Kerala cops to shift guns to right hip
Police officers in Kerala are finally going to wear their revolvers on the right hip like their counterparts in the West, dumping a 400-year-old colonial tradition of carrying them on the left side.
The director-general of police, Mr Jacob Punnoose, has approved the "right shift" recommendation made in a report on the modernisation of the force by IPS officer K. Sethuraman, who is now the Malappuram superintendent of the police.
Talking to this newspaper, Mr Sethuraman said the tradition started with the East India Company forces in India, whose staff would wear their swords on the left side so that they could be easily drawn with the right hand. Historians say that Robert Clive, the founder of the British Empire, ordered that law officers and soldiers carry handguns too in the same manner — on the left side.
"As in many other cases, we are still following this East India Company tradition though the police in the United Kingdom and other Western countries started wearing handguns on the right side in the 1950s itself," he said.

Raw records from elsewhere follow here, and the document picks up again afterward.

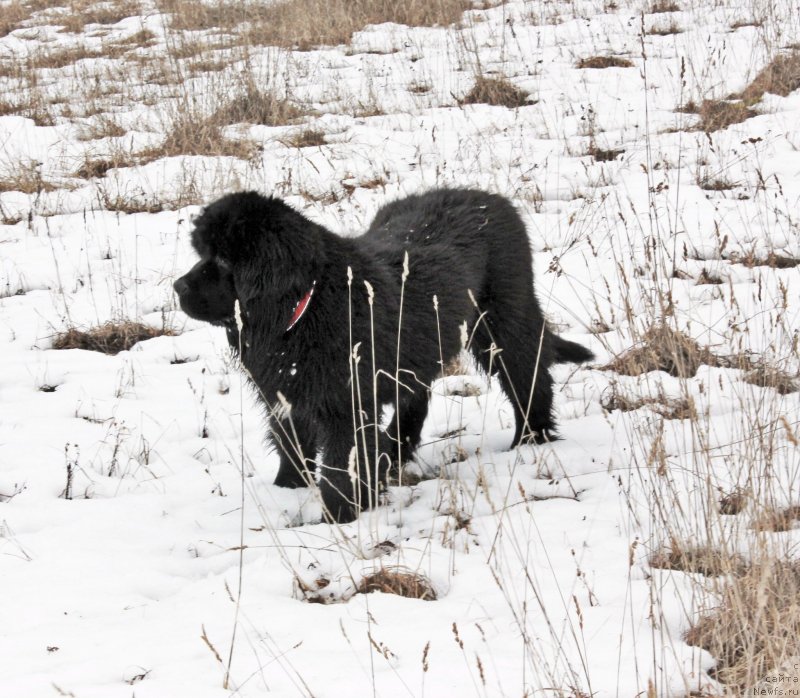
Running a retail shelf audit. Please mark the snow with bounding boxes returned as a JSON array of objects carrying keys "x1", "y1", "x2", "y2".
[{"x1": 0, "y1": 0, "x2": 800, "y2": 698}]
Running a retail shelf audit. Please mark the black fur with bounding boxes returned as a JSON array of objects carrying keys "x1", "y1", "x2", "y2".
[{"x1": 175, "y1": 189, "x2": 593, "y2": 521}]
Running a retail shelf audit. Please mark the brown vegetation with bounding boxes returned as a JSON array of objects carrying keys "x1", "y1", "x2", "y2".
[{"x1": 53, "y1": 320, "x2": 175, "y2": 355}]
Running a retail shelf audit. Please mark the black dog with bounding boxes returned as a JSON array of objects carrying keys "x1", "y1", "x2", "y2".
[{"x1": 175, "y1": 189, "x2": 593, "y2": 521}]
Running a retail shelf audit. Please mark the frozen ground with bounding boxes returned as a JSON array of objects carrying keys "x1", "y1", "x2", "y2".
[{"x1": 0, "y1": 0, "x2": 800, "y2": 698}]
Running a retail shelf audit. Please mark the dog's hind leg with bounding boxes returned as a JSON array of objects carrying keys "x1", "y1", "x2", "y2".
[
  {"x1": 319, "y1": 410, "x2": 392, "y2": 523},
  {"x1": 470, "y1": 300, "x2": 556, "y2": 448},
  {"x1": 269, "y1": 417, "x2": 317, "y2": 487},
  {"x1": 386, "y1": 386, "x2": 430, "y2": 464}
]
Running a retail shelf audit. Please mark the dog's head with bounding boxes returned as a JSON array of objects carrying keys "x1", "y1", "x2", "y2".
[{"x1": 173, "y1": 192, "x2": 322, "y2": 324}]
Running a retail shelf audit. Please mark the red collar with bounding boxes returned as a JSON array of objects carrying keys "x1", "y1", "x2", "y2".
[{"x1": 284, "y1": 280, "x2": 317, "y2": 332}]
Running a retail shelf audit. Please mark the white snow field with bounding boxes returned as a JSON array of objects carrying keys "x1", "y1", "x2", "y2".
[{"x1": 0, "y1": 0, "x2": 800, "y2": 698}]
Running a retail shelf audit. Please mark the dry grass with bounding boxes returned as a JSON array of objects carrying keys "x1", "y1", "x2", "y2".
[
  {"x1": 53, "y1": 320, "x2": 175, "y2": 355},
  {"x1": 78, "y1": 114, "x2": 127, "y2": 141},
  {"x1": 697, "y1": 99, "x2": 758, "y2": 133},
  {"x1": 646, "y1": 20, "x2": 683, "y2": 36},
  {"x1": 27, "y1": 45, "x2": 104, "y2": 70},
  {"x1": 650, "y1": 541, "x2": 747, "y2": 577},
  {"x1": 728, "y1": 250, "x2": 800, "y2": 269},
  {"x1": 695, "y1": 267, "x2": 725, "y2": 286},
  {"x1": 0, "y1": 160, "x2": 56, "y2": 194},
  {"x1": 649, "y1": 0, "x2": 681, "y2": 14},
  {"x1": 157, "y1": 0, "x2": 472, "y2": 50},
  {"x1": 0, "y1": 0, "x2": 32, "y2": 37},
  {"x1": 686, "y1": 558, "x2": 800, "y2": 695},
  {"x1": 575, "y1": 56, "x2": 633, "y2": 70},
  {"x1": 744, "y1": 362, "x2": 800, "y2": 395},
  {"x1": 697, "y1": 176, "x2": 736, "y2": 191},
  {"x1": 589, "y1": 143, "x2": 625, "y2": 162},
  {"x1": 739, "y1": 50, "x2": 800, "y2": 103},
  {"x1": 358, "y1": 568, "x2": 437, "y2": 601},
  {"x1": 605, "y1": 324, "x2": 720, "y2": 378},
  {"x1": 98, "y1": 180, "x2": 206, "y2": 214},
  {"x1": 753, "y1": 505, "x2": 800, "y2": 533},
  {"x1": 281, "y1": 128, "x2": 326, "y2": 148},
  {"x1": 719, "y1": 489, "x2": 750, "y2": 516},
  {"x1": 459, "y1": 75, "x2": 531, "y2": 109},
  {"x1": 684, "y1": 49, "x2": 800, "y2": 133},
  {"x1": 54, "y1": 0, "x2": 142, "y2": 34},
  {"x1": 600, "y1": 388, "x2": 696, "y2": 419},
  {"x1": 212, "y1": 80, "x2": 311, "y2": 126},
  {"x1": 138, "y1": 101, "x2": 258, "y2": 162}
]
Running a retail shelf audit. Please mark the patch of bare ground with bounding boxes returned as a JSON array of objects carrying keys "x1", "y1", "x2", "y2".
[
  {"x1": 97, "y1": 180, "x2": 206, "y2": 214},
  {"x1": 685, "y1": 556, "x2": 800, "y2": 695},
  {"x1": 600, "y1": 387, "x2": 696, "y2": 419},
  {"x1": 138, "y1": 105, "x2": 258, "y2": 163},
  {"x1": 695, "y1": 267, "x2": 725, "y2": 286},
  {"x1": 648, "y1": 0, "x2": 681, "y2": 14},
  {"x1": 753, "y1": 505, "x2": 800, "y2": 533},
  {"x1": 358, "y1": 567, "x2": 437, "y2": 601},
  {"x1": 157, "y1": 0, "x2": 473, "y2": 50},
  {"x1": 575, "y1": 56, "x2": 633, "y2": 70},
  {"x1": 0, "y1": 0, "x2": 32, "y2": 37},
  {"x1": 697, "y1": 176, "x2": 736, "y2": 191},
  {"x1": 727, "y1": 251, "x2": 800, "y2": 269},
  {"x1": 459, "y1": 75, "x2": 532, "y2": 109},
  {"x1": 739, "y1": 49, "x2": 800, "y2": 102},
  {"x1": 408, "y1": 82, "x2": 433, "y2": 95},
  {"x1": 78, "y1": 114, "x2": 127, "y2": 141},
  {"x1": 211, "y1": 80, "x2": 312, "y2": 126},
  {"x1": 684, "y1": 49, "x2": 800, "y2": 133},
  {"x1": 604, "y1": 324, "x2": 720, "y2": 378},
  {"x1": 0, "y1": 160, "x2": 56, "y2": 194},
  {"x1": 280, "y1": 128, "x2": 326, "y2": 148},
  {"x1": 650, "y1": 540, "x2": 747, "y2": 577},
  {"x1": 697, "y1": 99, "x2": 758, "y2": 133},
  {"x1": 719, "y1": 488, "x2": 750, "y2": 516},
  {"x1": 589, "y1": 143, "x2": 625, "y2": 162},
  {"x1": 54, "y1": 0, "x2": 142, "y2": 34},
  {"x1": 744, "y1": 361, "x2": 800, "y2": 395},
  {"x1": 646, "y1": 21, "x2": 683, "y2": 36},
  {"x1": 53, "y1": 320, "x2": 175, "y2": 355}
]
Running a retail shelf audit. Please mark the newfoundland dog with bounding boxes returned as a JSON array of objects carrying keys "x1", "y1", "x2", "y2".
[{"x1": 174, "y1": 189, "x2": 593, "y2": 522}]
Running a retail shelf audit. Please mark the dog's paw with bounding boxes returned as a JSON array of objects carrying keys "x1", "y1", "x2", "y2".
[{"x1": 274, "y1": 465, "x2": 308, "y2": 489}]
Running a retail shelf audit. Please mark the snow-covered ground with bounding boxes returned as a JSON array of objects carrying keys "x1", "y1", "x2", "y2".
[{"x1": 0, "y1": 0, "x2": 800, "y2": 698}]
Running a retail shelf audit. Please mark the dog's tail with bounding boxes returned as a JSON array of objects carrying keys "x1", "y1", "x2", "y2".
[{"x1": 550, "y1": 333, "x2": 594, "y2": 364}]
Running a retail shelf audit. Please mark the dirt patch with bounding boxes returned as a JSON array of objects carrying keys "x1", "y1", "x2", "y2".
[
  {"x1": 53, "y1": 321, "x2": 175, "y2": 356},
  {"x1": 358, "y1": 568, "x2": 437, "y2": 601},
  {"x1": 459, "y1": 75, "x2": 531, "y2": 109}
]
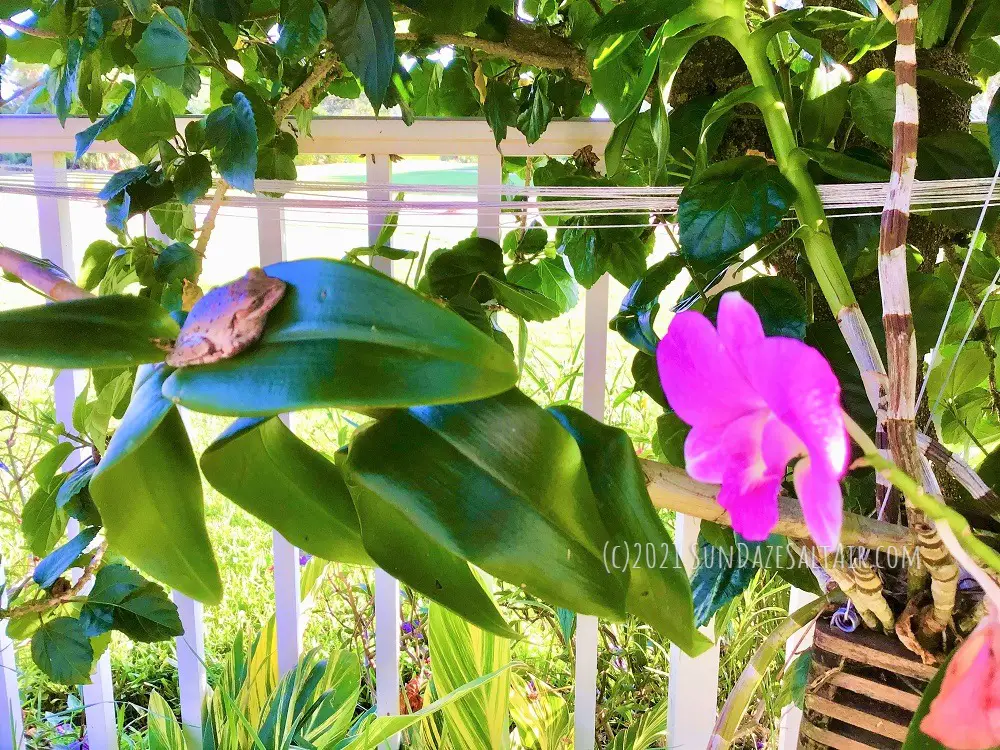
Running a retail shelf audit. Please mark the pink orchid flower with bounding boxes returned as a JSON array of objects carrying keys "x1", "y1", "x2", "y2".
[
  {"x1": 656, "y1": 292, "x2": 849, "y2": 547},
  {"x1": 920, "y1": 605, "x2": 1000, "y2": 750}
]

"Japan and China too introduced this reform," he added.
The SP said that drawing a revolver from the left side was cumbersome (except perhaps for left-handers) and slowed down officers during situations that required split second response.
"We are now giving necessary training to sub-inspectors on how to use guns carried on the right side," said Mr Sethuraman.
Police forces in several other states in India still carry holsters on the left hip, though Black Cat and NSG commandos had made the ‘right’ choice from the start.